Delhi gang-rape trial: Male companion of woman killed in attack arrives in court to give evidence

 

Pushed in a wheelchair and his leg wrapped in a blue bandage, the male friend of the Indian student who was gang-raped and left for dead went to court to confront the five men charged with her murder and to testify against them.

Awindra Pandey, the 28-year-old companion of the physiotherapy student, was wheeled into the court in south Delhi by his father. Mr Pandey, an IT professional declined to speak to the media but his father told the AFP: “My son will go to any lengths to ensure that the guilty are punished. He will cooperate and is prepared to answer any questions posed by the defence.”

Mr Pandey, who suffered serious injuries as he tried to protect the young woman who was repeatedly raped and assaulted, was the first of up to 80 witnesses expected to reveal what they heard or saw on December 16 last year when the couple were attacked after leaving the cinema and boarding a bus. The testimony of the young woman, who spoke with police before she died two weeks after the attack, will also comprise part of the prosecution’s case.

The media has been banned from attending the hearing, taking place just a few hundred metres from the cinema complex where the pair had watched the Life of Pi film before boarding the bus they had believed would drop them home. But courtroom 305 is a modestly sized room and it would have been difficult for Mr Pandey not to have seen the five accused, who were taken into the court by police with their faces covered.

After the lunch interval, Mr Pandey was taken to the car-park of the court where he was asked to identify the white bus on which the attack is said to have taken place. Accompanied by police, the lawyers of the five accused and a trailing crowd of reporters, Mr Pandey spent around 10 minutes looking at the vehicle, which bore the name and the phone number of the owner, Dinesh Yadav.

The 23-year-old medical student died in a Singapore hospital on December 29 from massive internal injuries she sustained during the two hour assault aboard a bus a fortnight earlier. The case triggered an outcry across the country and sparked a rare examination of the treatment of women.

Five men have been accused of rape and murder. They have all denied the allegations. A sixth male accused, who is aged 17, is being dealt with by a juvenile court.

Mr Pandey, a software specialist, was the first prosecution witness at the special fast track court in Saket, one of half-a-dozen such tribunals that were established in the aftermath of the attack. In addition to the ban on the media, lawyers for the accused have been told not to speak to reporters.

In the aftermath of the attack, the Indian authorities vowed to do more to protect women from sexual assaults and established a panel to take recommendations from the public. The panel recommended tougher laws, women judges to hear cases and better training of police.
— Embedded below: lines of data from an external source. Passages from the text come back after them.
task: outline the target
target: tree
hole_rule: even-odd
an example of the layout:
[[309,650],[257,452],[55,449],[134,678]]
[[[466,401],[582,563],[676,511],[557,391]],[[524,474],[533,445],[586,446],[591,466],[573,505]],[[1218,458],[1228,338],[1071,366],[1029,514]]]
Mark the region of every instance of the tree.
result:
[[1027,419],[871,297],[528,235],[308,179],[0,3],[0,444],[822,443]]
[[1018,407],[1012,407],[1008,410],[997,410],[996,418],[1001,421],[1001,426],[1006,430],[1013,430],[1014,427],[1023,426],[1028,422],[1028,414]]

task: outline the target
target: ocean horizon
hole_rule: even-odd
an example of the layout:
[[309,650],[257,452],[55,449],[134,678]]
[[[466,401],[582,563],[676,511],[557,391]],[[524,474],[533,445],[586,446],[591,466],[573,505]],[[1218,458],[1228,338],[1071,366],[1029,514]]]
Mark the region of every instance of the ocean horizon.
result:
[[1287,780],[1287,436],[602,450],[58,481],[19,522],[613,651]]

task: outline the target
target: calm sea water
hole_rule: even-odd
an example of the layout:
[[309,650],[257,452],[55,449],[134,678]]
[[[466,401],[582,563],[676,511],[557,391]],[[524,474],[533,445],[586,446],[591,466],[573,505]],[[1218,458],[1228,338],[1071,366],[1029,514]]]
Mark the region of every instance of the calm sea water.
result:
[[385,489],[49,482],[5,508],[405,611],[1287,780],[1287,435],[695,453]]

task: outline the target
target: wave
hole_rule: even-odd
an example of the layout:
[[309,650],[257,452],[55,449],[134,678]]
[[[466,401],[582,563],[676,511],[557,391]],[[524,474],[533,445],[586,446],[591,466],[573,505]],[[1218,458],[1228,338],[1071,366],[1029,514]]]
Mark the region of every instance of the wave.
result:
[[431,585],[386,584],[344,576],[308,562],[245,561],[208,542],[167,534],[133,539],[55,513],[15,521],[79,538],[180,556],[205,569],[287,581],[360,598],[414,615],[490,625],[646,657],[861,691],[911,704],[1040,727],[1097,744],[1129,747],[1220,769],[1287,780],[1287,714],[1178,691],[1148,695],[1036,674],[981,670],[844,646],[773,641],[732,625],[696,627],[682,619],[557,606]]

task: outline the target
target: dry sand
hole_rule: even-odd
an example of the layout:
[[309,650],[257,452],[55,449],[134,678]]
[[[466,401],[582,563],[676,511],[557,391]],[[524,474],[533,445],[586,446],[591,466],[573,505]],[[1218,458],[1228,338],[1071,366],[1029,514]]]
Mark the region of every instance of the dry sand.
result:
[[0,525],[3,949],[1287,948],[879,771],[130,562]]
It said the government should not necessarily introduce the death penalty for rape as they believed rapists might be more included to kill their victims to prevent them giving evidence. The panel also said soldiers who carry out rapes should not be protected from prosecution as they currently are.

So far, the government has opted to introduce some of the measures through a special ordinance. It has refused to include marital rape and has declined to dilute the measures of the so-called ‘special powers act’ that relates to soldiers on duty. Women’s groups have widely condemned the measures as not doing enough.

Meanwhile, the father of the student who was killed, repeated his request that his daughter’s name be made public. Under Indian law, it is illegal to identify a rape victim, even after their death, without the authorisation of the family.

At a press conference organised by the main political opposition, the Bharatiya Janata Party, the father also repeated his view that all six accused should dace the death penalty.

“We are hurt when she is called a gang-rape victim. She is the daughter of the nation,” said the woman’s father, according to the Press Trust of India. “We want her name to be known to the people. She is really a braveheart. She awoke the consciousness of the nation.”